Consider this. A few months before I left my ex, we had an argument over something minor. Probably because I left an empty toilet roll in the bathroom. After a couple of days of being subjected to the silent treatment, I remember wondering why I was still there. The only reason I could come up with was the fact I didn’t want to be a single parent.
It had nothing to do with wanting to save our relationship, but simply the prospect of mothering alone was overwhelming. I had single mum friends and I didn’t know how they managed to successfully juggle everything. So, I apologised and we went about our lives, until I was confronted with something I could not put up with. With two children under 4, no home and no money in the bank, I left and became the strong single mother I never thought I could be.
Ignore the critics (or the voice in your head), you’ve got this…
Why you should have confidence in your ability to mother alone
You gave them life
You grew a human inside of you. You know the saying, if you can give up wine for 9 months you can get through anything. Wait, maybe the saying is if you can get through childbirth? Either way, it’s true! What’s more, you survived those few sleep deprived months with bags under your eyes and spew on your clothes. You were there before anyone else and felt them kicking inside of you.
You know what you want for your children
Whether you are partnered or single your values and goals are still going to be the same. When you are mothering alone you are able to instil these in your children every day. You go with your gut and follow your intuition. You will be just fine, and so will they.
You will always work it out
It may not be perfect but you will get the job done. You are a surviving single mother and that is something to be bloody proud of. You are resourceful and in those moments when you don’t have the answer you are still prepared to find out. Why do you think Google was invented?
You are their person
You could be reassuring your fifteen-year-old daughter that just because her boyfriend broke up with her, there will be many more boys to come. Or, you know to stop yourself from running onto the pitch every time your eight-year-old son falls over at soccer.
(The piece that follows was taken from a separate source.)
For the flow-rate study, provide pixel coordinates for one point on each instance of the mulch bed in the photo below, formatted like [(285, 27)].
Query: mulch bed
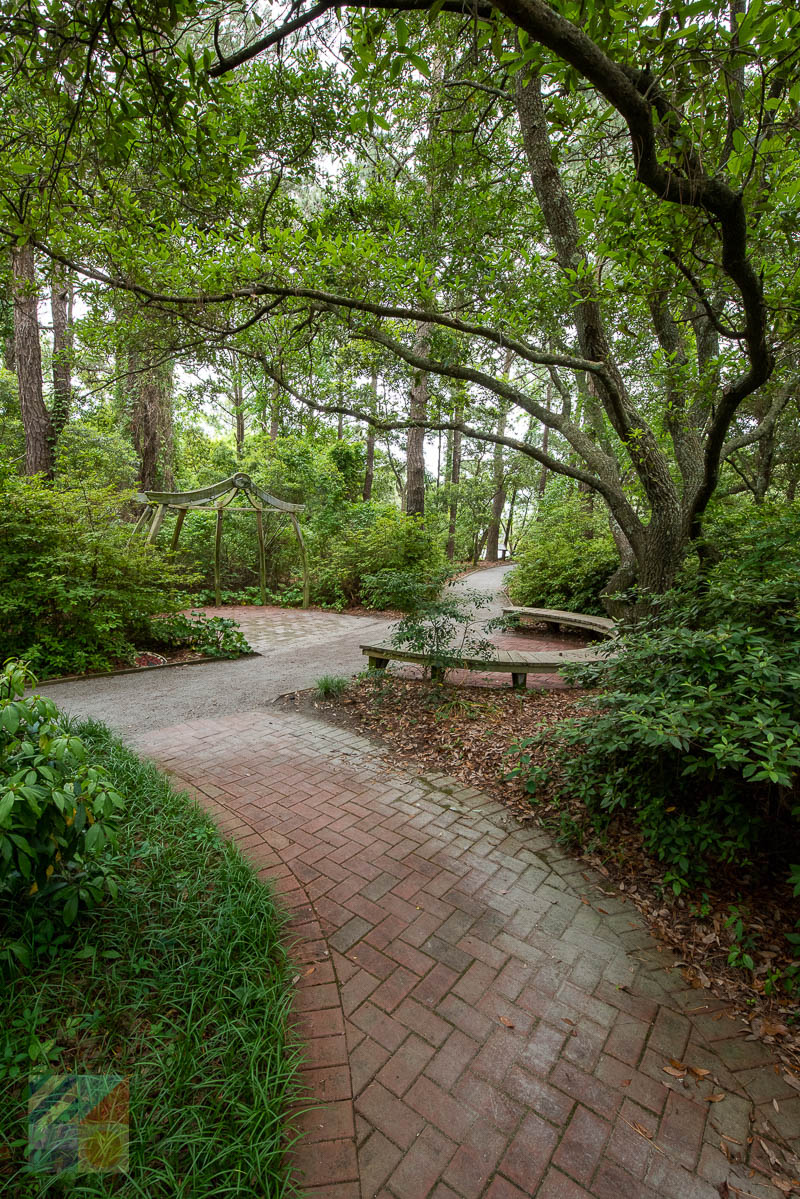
[(465, 731)]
Because, he gets embarrassed. Every day your children change, and you are there to experience it. You know them.
It’s you and your children against the world
You’re a mother lion protecting her cubs. You know intuitively when your children need to stand up on their own or when they need a little extra assistance. It is you that knows they need crystals under their pillow to sleep, or how to cook their favourite meal. Take pride in the fact that it is you that makes the difference in their present and their future. As a single parent, you are a Queen of multitasking, a master of snuggles and an expert at applying band-aids to invisible scratches.
Remember, you may be mothering alone, but you are not alone. You don’t have to do it all. Friends, family and single mum services are often there to lift you up if you feel as though you are struggling.
You love your children and they love you. Their big hugs and smiles are all the confidence you need when mothering alone. Be proud of your efforts. You are a strong, independent single mother. You will have good days and bad days, but you have one of the most rewarding jobs in the world. Raising humans. With a bond like no other.